Par ordonnance du 15 octobre 2019, la clôture d'instruction a été fixée au 31 octobre 2019.
Vu les autres pièces du dossier ;
Vu :
- la convention européenne de sauvegarde des droits de l'homme et des libertés fondamentales ;
- l'accord franco-algérien du 27 décembre 1968 modifié relatif à la circulation, à l'emploi et au séjour en France des ressortissants algériens et de leurs familles ;
- le code de l'entrée et du séjour des étrangers et du droit d'asile ;
- le code de justice administrative.
Le président de la formation de jugement ayant dispensé le rapporteur public, sur sa proposition, de prononcer des conclusions à l'audience ;
Les parties ayant été régulièrement averties du jour de l'audience ;
A été entendu au cours de l'audience publique :
- le rapport de M. François-Xavier Pin, premier conseiller,
Considérant ce qui suit :
1. M. B..., ressortissant algérien né le 27 décembre 1971, relève appel du jugement du 21 mai 2019 par lequel le tribunal administratif de Grenoble a rejeté sa demande d'annulation de l'arrêté du préfet de l'Isère du 20 juillet 2018 portant refus de lui délivrer un certificat de résidence, l'obligeant à quitter le territoire français dans un délai de trente jours et fixant le pays de destination.
Sur les conclusions à fin d'annulation :
2. En premier lieu, aux termes du deuxième alinéa de l'article 6 de l'accord franco-algérien du 27 décembre 1968 modifié relatif à la circulation, à l'emploi et au séjour des ressortissants algériens et de leurs familles : " Le certificat de résidence d'un an portant la mention "vie privée et familiale" est délivré de plein droit : 1. Au ressortissant algérien qui justifie par tout moyen résider en France depuis plus de dix ans (...) ".
3. Il ressort des pièces du dossier que M. B..., qui soutient séjourner en France depuis le 11 février 2001, n'apporte pas la preuve de sa résidence habituelle sur le territoire français pendant une durée de plus de dix ans, celle-ci n'étant pas établie notamment pour l'année 2014. En effet, les pièces produites au titre de cette année, qui consistent en une facture du 20 juin 2014 de création d'une ligne de téléphonie mobile, un avis d'imposition sur le revenu s'élevant à zéro et ne comportant aucun revenu global ainsi qu'un courrier de relance de la caisse primaire d'assurance maladie du 22 décembre 2014, ne sauraient suffire à établir sa résidence habituelle en France. Si le requérant verse également des certificats de domiciliation postale émanant d'une association d'insertion, datés du 25 mars 2013 et du 31 mars 2014, valables chacun pour une durée d'un an, ces documents, qui précisent d'ailleurs qu'il ne s'agit pas d'attestations d'hébergement, ne sont pas de nature à attester de la présence en France de l'intéressé durant leur période de validité. Dans ces conditions, sans qu'il soit besoin de se prononcer expressément sur les autres années, M. B... ne justifie pas, au 20 juillet 2018, date du refus de titre de séjour contesté, d'une résidence en France depuis plus de dix ans.
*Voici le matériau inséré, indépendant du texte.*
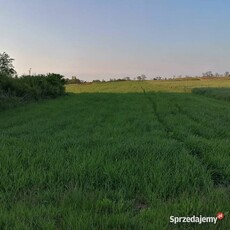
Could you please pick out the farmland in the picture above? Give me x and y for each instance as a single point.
(120, 155)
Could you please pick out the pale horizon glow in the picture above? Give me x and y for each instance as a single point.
(118, 38)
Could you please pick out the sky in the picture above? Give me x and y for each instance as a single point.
(103, 39)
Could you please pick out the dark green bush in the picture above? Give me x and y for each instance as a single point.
(32, 87)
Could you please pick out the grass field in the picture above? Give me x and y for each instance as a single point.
(122, 155)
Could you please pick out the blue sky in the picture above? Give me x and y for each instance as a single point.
(96, 39)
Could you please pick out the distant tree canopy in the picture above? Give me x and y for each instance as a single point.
(6, 66)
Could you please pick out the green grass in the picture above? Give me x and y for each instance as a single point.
(115, 160)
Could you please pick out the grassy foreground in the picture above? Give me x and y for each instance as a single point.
(115, 160)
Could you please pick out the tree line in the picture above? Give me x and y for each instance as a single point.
(27, 87)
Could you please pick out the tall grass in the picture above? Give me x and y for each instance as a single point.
(114, 161)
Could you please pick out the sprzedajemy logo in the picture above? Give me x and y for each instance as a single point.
(197, 219)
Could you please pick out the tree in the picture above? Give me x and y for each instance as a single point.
(6, 65)
(143, 77)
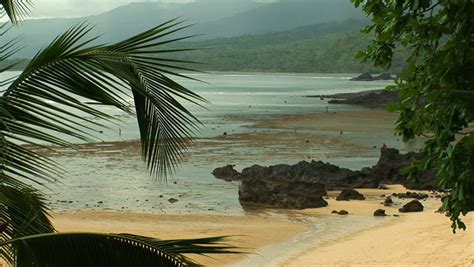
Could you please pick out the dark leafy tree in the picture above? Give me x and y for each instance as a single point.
(436, 90)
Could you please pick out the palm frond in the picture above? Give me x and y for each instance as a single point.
(22, 213)
(64, 78)
(93, 249)
(16, 9)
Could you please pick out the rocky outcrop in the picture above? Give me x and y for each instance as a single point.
(412, 206)
(375, 99)
(332, 176)
(368, 77)
(227, 173)
(304, 184)
(387, 170)
(281, 194)
(363, 77)
(411, 195)
(388, 202)
(350, 194)
(384, 76)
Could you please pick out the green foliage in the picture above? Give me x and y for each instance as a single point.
(437, 88)
(324, 48)
(94, 249)
(55, 97)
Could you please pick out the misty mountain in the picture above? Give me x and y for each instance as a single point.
(212, 19)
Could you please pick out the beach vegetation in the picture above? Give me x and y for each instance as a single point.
(55, 101)
(436, 90)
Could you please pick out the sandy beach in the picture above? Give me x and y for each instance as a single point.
(249, 232)
(414, 239)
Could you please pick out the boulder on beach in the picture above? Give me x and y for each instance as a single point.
(334, 177)
(172, 200)
(411, 195)
(379, 213)
(350, 194)
(384, 76)
(343, 212)
(412, 206)
(363, 77)
(227, 173)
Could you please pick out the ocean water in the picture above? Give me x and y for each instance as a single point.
(110, 176)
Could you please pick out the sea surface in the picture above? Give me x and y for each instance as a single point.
(111, 176)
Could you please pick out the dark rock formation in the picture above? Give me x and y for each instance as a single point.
(387, 170)
(363, 77)
(281, 194)
(411, 195)
(388, 201)
(348, 194)
(330, 175)
(380, 212)
(412, 206)
(343, 212)
(384, 76)
(226, 173)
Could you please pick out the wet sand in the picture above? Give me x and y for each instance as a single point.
(248, 231)
(312, 237)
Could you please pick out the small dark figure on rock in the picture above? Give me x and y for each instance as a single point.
(350, 194)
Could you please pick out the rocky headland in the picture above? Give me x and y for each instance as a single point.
(305, 184)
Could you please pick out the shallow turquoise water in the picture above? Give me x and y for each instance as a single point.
(118, 180)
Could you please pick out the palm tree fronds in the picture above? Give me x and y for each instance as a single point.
(16, 9)
(23, 212)
(93, 249)
(65, 77)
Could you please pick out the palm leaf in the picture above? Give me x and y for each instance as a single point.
(16, 9)
(67, 75)
(93, 249)
(22, 213)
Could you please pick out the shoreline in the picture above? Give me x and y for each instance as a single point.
(311, 237)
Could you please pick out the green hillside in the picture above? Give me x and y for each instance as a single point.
(318, 48)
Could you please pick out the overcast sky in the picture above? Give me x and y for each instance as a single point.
(78, 8)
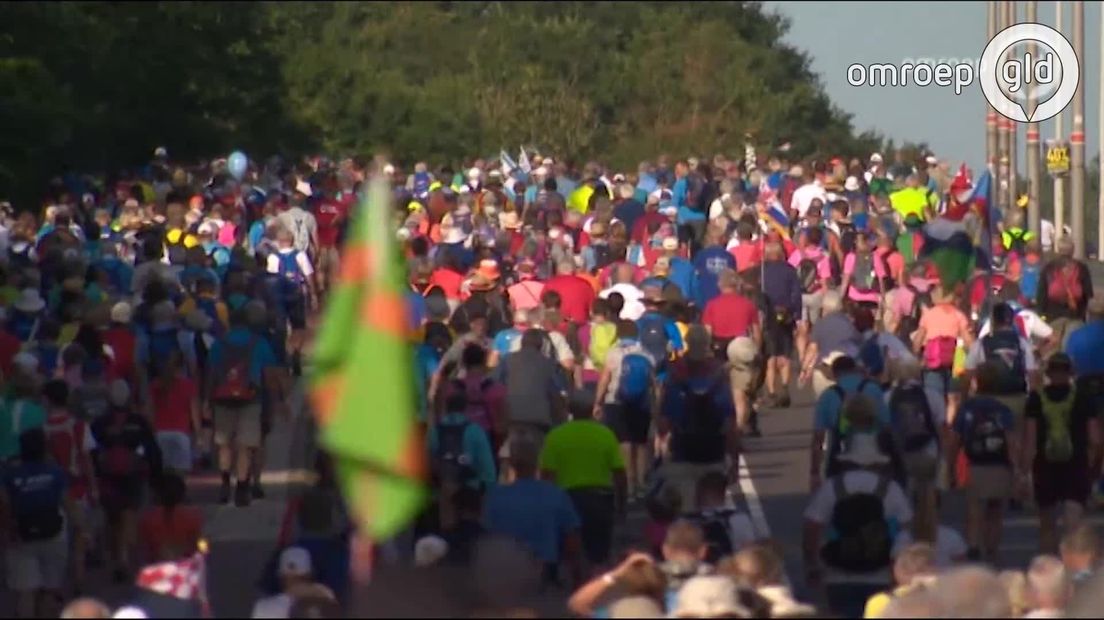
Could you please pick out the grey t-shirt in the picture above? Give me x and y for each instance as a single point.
(836, 332)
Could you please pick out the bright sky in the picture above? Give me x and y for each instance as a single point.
(836, 34)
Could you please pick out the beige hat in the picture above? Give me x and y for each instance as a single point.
(709, 596)
(121, 312)
(742, 351)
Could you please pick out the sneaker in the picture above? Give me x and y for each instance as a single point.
(242, 494)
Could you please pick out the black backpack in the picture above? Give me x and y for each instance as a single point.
(452, 465)
(862, 542)
(985, 441)
(718, 534)
(1004, 345)
(700, 437)
(912, 418)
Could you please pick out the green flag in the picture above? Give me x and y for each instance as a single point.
(361, 387)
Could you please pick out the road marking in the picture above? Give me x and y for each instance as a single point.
(755, 510)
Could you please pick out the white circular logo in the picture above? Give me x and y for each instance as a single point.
(1005, 81)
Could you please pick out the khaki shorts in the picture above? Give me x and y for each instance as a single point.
(989, 482)
(742, 376)
(237, 425)
(38, 565)
(683, 478)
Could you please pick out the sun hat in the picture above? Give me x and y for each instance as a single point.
(709, 596)
(295, 560)
(29, 301)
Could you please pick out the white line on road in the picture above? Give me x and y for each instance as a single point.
(755, 508)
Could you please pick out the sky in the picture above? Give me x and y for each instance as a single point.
(890, 32)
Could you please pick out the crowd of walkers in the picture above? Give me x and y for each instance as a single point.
(592, 352)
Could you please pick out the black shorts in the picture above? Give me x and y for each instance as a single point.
(778, 341)
(295, 310)
(630, 425)
(1061, 482)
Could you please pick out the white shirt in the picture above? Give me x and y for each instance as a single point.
(634, 300)
(976, 355)
(278, 606)
(1036, 328)
(895, 504)
(273, 265)
(301, 224)
(949, 546)
(804, 196)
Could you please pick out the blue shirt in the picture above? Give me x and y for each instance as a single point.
(829, 405)
(709, 263)
(683, 275)
(263, 356)
(1084, 348)
(34, 489)
(534, 512)
(476, 446)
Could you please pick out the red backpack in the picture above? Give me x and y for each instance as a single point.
(233, 382)
(1064, 286)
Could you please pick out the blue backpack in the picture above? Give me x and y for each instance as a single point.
(1029, 280)
(421, 184)
(292, 279)
(635, 384)
(653, 328)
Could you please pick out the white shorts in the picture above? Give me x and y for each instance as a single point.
(40, 565)
(176, 450)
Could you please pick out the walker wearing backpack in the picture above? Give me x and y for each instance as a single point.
(699, 438)
(1058, 447)
(231, 380)
(912, 418)
(1004, 345)
(654, 339)
(860, 540)
(452, 465)
(636, 381)
(1064, 286)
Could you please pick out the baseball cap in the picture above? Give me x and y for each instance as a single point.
(295, 560)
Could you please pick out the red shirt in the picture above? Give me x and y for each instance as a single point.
(123, 343)
(730, 316)
(639, 233)
(576, 296)
(172, 405)
(448, 280)
(170, 536)
(328, 216)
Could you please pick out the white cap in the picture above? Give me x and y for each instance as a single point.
(295, 560)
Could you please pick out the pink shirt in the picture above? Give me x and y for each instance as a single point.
(855, 295)
(817, 255)
(526, 295)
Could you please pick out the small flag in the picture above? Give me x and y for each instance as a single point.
(362, 389)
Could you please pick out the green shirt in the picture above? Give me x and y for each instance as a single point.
(582, 453)
(30, 414)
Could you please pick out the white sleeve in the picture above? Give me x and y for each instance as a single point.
(305, 265)
(741, 531)
(976, 355)
(1030, 364)
(897, 504)
(819, 510)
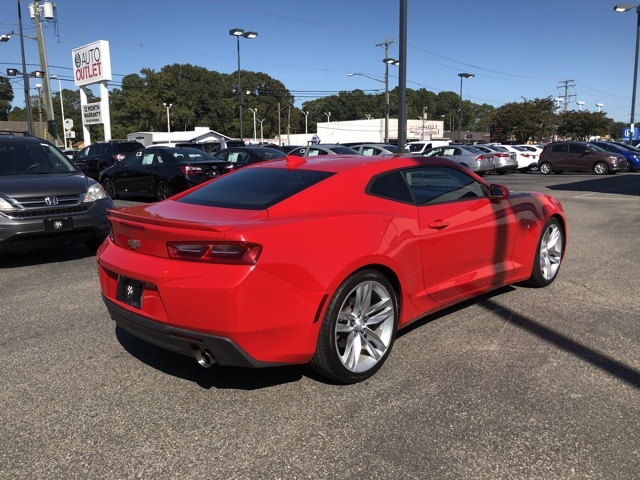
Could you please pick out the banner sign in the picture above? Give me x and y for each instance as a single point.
(91, 63)
(91, 113)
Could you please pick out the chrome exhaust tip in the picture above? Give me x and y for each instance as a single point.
(204, 358)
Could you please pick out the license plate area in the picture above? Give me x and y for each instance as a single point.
(58, 224)
(129, 291)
Par suite, doit être écarté comme non fondé le moyen tiré de la méconnaissance des stipulations précitées du 1. du deuxième alinéa de l'article 6 de l'accord franco-algérien du 27 décembre 1968 modifié.
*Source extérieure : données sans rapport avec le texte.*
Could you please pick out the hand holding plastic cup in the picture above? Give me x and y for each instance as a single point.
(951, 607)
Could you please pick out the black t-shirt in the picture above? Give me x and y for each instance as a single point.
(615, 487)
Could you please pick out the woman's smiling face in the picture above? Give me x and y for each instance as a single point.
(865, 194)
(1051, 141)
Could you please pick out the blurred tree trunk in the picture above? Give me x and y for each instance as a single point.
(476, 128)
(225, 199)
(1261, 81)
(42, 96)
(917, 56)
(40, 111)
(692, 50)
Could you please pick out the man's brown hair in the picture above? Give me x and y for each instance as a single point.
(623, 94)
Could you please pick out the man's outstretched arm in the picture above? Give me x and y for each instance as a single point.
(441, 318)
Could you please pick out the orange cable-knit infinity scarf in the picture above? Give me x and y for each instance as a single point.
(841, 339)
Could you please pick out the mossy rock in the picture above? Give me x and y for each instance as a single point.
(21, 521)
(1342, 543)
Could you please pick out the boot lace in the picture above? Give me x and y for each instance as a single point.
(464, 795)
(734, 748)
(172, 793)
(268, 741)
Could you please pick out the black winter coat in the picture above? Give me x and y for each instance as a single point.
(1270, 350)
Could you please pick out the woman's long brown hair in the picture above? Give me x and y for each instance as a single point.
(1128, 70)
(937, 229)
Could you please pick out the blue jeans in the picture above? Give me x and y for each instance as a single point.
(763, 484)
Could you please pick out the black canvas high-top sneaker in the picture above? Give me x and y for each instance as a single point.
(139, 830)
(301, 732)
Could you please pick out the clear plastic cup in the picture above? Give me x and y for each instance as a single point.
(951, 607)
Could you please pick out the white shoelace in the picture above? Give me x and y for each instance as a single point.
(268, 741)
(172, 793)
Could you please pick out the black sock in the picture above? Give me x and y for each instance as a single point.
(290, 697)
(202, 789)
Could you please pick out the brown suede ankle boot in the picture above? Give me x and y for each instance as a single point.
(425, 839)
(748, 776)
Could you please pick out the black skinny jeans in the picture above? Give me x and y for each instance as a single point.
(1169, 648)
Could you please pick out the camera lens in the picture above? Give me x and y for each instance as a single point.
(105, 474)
4. En deuxième lieu, aux termes de l'article 8 de la convention européenne de sauvegarde des droits de l'homme et des libertés fondamentales : " 1. Toute personne a droit au respect de sa vie privée et familiale, de son domicile et de sa correspondance. 2. Il ne peut y avoir ingérence d'une autorité publique dans l'exercice de ce droit que pour autant que cette ingérence est prévue par la loi et qu'elle constitue une mesure qui, dans une société démocratique, est nécessaire à la sécurité nationale, à la sûreté publique, au bien-être économique du pays, à la défense de l'ordre et à la prévention des infractions pénales, à la protection de la santé ou de la morale, ou à la protection des droits et libertés d'autrui ".
5. Si M. B... soutient que ses attaches privées se situent désormais en France où il vit et travaille depuis dix-huit ans, il n'établit pas, ainsi qu'il a été exposé au point 3, résider de manière habituelle en France depuis plus de dix ans. Il est constant qu'il a travaillé irrégulièrement, sans chercher à régulariser sa situation administrative. En outre, l'intéressé, célibataire et sans charge de famille, ne justifie pas de liens intenses, stables et anciens en France. Il n'est pas dépourvu d'attaches familiales en Algérie, pays où résident ses parents, ainsi que ses frères et soeurs. Par suite, l'intéressé n'apportant aucune preuve d'une réelle insertion dans la société française, il n'est pas fondé à soutenir que la décision attaquée du préfet de l'Isère porte une atteinte disproportionnée à son droit au respect de sa vie privée et familiale en France, par rapport aux buts en vue desquels elle a été prise. Il suit de là que le moyen tiré de la violation de l'article 8 de la convention européenne de sauvegarde des droits de l'homme et des libertés fondamentales doit être écarté. Il en va de même, et pour les mêmes motifs, du moyen tiré de ce que le préfet de l'Isère aurait entaché la décision refusant à M. B... la délivrance d'un certificat de résidence d'une erreur manifeste d'appréciation de ses conséquences sur sa situation personnelle.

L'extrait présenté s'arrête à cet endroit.